O mecanismo tem esse nome porque projetamos no outro conteúdos que são nossos, ou seja, colocamos no outro frases, emoções ou comportamentos que estão dentro de nós. Quando você diz que a sua amiga vai ficar nervosa porque você vai chegar 5 minutos atrasada, pode revelar na verdade um comportamento seu de se irritar com atrasos.

Outro fator de projeção relacionado ao comportamento crítico, seria falar muito mal de determinado comportamento. Essa conduta pode revelar na verdade uma vontade reprimida de se comportar daquela forma. Como por exemplo uma pessoa que não pode sair a noite ficar criticando e reprimindo quem sai.

O que vai definir essas projeções e o teor crítico delas são os nossos conteúdos internos. Comentários críticos, negativos, reprovadores, desestimulantes ou competitivos podem evidenciar uma falta de autoestima e necessidade de sentir-se importante.

Não aceito no outro o que também não aceito em mim

Existe uma grande chance de uma pessoa muito crítica ter internamente uma questão de baixa autoestima bem importante. Quando você não aceita os outros, pode indicar que você não aceita a si mesmo. Reconhecer no outro uma característica minha que eu não aceito é incômodo e gera muito mal-estar.

Os fatores que levam ao excesso de crítica são a não aceitação, dificuldade em conviver com diferenças, ver no outro aquilo que incomoda dentro de mim, insegurança, necessidade de controle e consequentemente uma baixa autoestima.

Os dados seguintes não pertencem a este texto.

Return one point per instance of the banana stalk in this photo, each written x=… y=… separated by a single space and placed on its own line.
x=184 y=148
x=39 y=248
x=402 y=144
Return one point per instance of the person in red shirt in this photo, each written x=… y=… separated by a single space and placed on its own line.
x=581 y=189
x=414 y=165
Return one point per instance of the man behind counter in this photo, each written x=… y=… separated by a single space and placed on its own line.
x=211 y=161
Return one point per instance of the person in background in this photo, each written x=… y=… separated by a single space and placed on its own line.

Estar rodeado de pessoas que pensam de maneira diferente da minha pode fazer com que eu me sinta ameaçado, inseguro, pouco interessante e também coloca em dúvida meus valores. Então, preciso convence-las da minha opinião para deixar o ambiente mais controlado e menos ameaçador e consequentemente sentir-me mais seguro e menos ameaçado.

Alguns criticam com muita arrogância, e ela pode ser um ótimo mecanismo de defesa dos inseguros que se sentem inferiores e acabam se colocando de uma forma muito crítica e superior aos outros para que ninguém (nem eles mesmos) perceba os seus pontos fracos e dificuldades.

Em uma sociedade cada vez mais competitiva, o caminho natural é que as pessoas se sintam cada vez mais ansiosas, frustradas, infelizes, inadequadas e consequentemente sejam mais críticas, já que esse comportamento serve principalmente para aliviar ansiedade e tensão e tirar o foco de mim mesmo e das minhas dificuldades.

Quem critica se sente aliviado, “poderoso” ou “dono da razão’ porque transfere tudo o que sente para o outro. Como consequência, do outro lado vamos ter o mal-estar do criticado.

A palavra do outro me faz entrar em contato comigo mesmo, com meus conteúdos internos e faz eu me sentir errado, inadequado, me cobrar para ser cada vez melhor, sentir angústia, tensão, estresse e em certos níveis pode inclusive levar à depressão, síndrome do pânico e infelizmente até suicídio.
Falar mal do outro é ferir a si mesmo

Resumidamente, criticar é sentir-se mau consigo mesmo, tirar esse mal-estar de dentro de você e colocar no outro, como se o foco deixasse de ser você e passasse a ser o outro. Então o outro entrará em contato com seus sentimentos, se sentirá mau consigo mesmo e procurará outra pessoa para aliviar essa tensão, num ciclo constante que como resultado trará muita insatisfação para todos.

Para que esse ciclo seja quebrado, é necessário que de um dos lados tenha uma pessoa que saiba lidar com as suas emoções, que se conheça, aceite as suas qualidades e os seus defeitos para poder separar o que é seu do que é do outro.

Se você se reconhece como uma pessoa muito crítica e gostaria de mudar de postura, o caminho seria entender que muitas vezes você está falando de você mesmo e que deve trabalhar o autoconhecimento e a aceitação dos seus pontos fortes e fracos. Esse processo te trará mais segurança e menos ansiedade.